If Dr. Coyne were consistent with his evolutionary beliefs, he would be thankful for the spread of Ebola since its infectious character is eliminating the weakest among us. To fight it would be a disservice to natural selection.
In the defense of his views, Dr. Coyne makes reference to the Inquisition, but he doesn’t mention anything about the great atheist regimes of the 20th century that left 100 million dead.
On the atheist foundation of Marxist Communism, see Religion in Soviet Russia: 1917–1942 (1942) by N. S. Timasheff, the doctoral dissertation The Role of Atheism in the Marxist Tradition (1979) by David B. T. Aikman, Storming the Heavens: The Soviet League of the Militant Godless (1998) by Daniel Peris (a summary of the movement can be found here), and the three-volume A History of Marxist-Leninist Atheism and Soviet Anti-Religious Policies by Dimitry V. Pospielovsky (1987).

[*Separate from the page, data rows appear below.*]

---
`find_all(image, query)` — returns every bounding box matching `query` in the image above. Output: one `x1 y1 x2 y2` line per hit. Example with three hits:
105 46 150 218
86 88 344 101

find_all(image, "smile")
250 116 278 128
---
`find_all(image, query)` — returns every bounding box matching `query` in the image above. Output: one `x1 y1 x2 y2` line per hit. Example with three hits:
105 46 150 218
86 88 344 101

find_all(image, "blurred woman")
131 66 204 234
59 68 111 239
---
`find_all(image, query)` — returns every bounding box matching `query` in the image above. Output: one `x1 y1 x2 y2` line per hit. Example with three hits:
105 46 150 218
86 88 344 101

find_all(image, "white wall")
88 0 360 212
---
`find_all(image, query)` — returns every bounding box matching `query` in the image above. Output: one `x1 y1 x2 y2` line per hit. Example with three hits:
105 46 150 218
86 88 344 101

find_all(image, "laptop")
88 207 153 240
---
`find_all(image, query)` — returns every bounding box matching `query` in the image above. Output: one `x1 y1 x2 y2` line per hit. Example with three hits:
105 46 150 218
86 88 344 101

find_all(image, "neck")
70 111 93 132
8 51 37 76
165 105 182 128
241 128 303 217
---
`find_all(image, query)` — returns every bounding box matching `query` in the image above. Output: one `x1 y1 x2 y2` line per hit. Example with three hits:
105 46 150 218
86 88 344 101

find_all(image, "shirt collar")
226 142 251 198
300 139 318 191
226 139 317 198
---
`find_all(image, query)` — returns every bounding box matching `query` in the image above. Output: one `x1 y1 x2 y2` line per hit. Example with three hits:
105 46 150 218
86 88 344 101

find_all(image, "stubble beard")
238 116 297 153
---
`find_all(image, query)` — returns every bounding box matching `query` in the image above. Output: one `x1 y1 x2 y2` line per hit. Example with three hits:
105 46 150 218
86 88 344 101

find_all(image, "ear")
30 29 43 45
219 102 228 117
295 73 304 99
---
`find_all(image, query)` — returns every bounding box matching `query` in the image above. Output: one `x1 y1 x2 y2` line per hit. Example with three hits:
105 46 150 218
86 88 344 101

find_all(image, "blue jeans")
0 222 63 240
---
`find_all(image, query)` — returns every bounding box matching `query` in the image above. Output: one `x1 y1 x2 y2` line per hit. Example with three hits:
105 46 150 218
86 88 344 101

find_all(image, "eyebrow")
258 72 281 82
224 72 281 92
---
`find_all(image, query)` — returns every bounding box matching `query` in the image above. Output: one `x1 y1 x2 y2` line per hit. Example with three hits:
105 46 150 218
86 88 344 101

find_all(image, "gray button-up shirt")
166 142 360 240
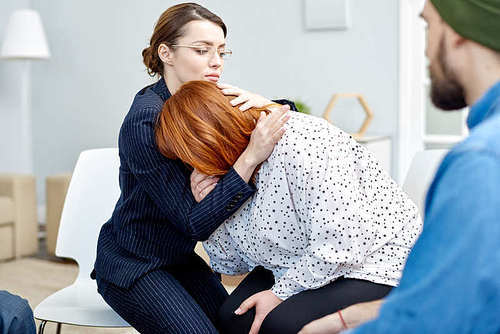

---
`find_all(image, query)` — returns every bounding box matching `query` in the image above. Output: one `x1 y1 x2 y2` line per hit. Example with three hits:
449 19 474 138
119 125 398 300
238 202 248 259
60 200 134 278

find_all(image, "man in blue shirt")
300 0 500 334
0 290 36 334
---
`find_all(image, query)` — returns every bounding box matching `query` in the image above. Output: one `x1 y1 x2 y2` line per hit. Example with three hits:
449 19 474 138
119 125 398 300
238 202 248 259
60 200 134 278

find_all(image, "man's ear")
158 43 174 65
445 24 467 49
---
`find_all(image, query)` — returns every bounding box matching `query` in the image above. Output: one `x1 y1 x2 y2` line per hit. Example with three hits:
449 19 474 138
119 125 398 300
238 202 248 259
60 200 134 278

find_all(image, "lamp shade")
0 9 50 59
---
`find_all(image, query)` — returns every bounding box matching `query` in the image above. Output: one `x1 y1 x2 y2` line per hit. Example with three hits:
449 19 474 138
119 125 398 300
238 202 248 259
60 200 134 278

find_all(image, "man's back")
355 82 500 334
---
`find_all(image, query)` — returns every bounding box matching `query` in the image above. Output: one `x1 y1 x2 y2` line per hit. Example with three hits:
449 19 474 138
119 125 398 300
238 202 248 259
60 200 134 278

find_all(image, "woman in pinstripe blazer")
93 3 294 334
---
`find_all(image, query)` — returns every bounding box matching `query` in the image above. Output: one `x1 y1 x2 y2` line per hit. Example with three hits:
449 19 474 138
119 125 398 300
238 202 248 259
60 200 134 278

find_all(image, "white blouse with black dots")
203 113 422 299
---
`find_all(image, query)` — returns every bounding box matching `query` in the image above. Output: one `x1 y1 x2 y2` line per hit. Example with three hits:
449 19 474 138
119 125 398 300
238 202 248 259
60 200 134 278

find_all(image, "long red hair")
155 81 267 176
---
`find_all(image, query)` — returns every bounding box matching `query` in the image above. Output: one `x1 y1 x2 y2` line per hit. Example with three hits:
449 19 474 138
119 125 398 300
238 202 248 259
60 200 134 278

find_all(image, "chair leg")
38 320 47 334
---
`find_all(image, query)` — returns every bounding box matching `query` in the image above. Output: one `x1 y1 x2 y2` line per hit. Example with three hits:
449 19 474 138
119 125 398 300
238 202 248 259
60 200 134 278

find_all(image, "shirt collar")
467 81 500 129
151 77 172 101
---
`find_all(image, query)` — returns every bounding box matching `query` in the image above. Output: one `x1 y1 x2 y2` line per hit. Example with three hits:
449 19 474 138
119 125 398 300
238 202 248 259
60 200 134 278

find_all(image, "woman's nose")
209 52 222 68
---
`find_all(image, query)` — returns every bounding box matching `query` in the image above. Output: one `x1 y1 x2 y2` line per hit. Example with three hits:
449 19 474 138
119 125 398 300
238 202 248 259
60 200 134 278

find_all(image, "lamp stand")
19 60 33 174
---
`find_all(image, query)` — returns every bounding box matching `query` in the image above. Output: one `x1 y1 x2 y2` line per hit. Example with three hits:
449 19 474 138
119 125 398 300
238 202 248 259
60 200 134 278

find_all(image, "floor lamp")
0 9 50 173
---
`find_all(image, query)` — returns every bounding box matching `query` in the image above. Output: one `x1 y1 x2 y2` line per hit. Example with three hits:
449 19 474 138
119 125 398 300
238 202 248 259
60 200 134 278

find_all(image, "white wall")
26 0 398 204
0 0 31 173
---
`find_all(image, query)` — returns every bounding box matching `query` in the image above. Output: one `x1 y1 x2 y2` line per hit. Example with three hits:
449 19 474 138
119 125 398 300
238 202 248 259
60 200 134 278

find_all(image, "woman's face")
159 20 226 94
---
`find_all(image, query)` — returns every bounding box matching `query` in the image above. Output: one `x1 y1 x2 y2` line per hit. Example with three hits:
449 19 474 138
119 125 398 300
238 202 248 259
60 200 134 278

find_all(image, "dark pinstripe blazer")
94 78 295 288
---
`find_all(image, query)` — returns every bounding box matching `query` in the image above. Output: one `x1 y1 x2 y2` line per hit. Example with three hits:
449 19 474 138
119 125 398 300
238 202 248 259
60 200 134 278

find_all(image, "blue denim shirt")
349 82 500 334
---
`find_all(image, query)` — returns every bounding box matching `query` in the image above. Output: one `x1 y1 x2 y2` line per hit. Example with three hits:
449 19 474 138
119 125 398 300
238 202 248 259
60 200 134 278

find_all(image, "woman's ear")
158 43 174 65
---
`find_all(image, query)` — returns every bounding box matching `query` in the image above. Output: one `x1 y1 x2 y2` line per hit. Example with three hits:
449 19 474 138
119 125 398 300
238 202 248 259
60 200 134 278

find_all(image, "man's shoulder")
452 113 500 159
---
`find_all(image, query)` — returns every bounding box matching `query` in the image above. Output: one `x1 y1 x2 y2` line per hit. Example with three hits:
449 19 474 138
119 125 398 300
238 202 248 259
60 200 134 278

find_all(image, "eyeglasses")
172 44 233 59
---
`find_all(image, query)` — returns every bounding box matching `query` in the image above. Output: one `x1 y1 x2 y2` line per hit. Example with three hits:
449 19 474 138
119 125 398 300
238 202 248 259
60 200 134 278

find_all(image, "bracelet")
337 310 349 329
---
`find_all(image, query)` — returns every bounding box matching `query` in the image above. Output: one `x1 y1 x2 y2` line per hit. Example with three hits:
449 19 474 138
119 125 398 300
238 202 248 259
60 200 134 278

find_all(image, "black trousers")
218 267 392 334
97 254 227 334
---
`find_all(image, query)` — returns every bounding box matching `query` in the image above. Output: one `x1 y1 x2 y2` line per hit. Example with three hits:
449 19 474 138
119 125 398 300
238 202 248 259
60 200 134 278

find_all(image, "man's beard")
431 37 467 110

For the most comprehensive study of the philosophical roots of Communism, take a look at Francis Nigel Lee’s Communist Eschatology (1974). There are 120 pages of chapter notes with 30 to 50 notes per page in the 1100-page volume.
Dr. Coyne, who claims that Muslims and Christians “cherry pick” their holy books, he does the same with history.
He mentions the Inquisition. The problem with raising the Inquisition in defense of the atheist scientific method is that he does not have a fixed moral place to stand given the philosophical foundations of his position.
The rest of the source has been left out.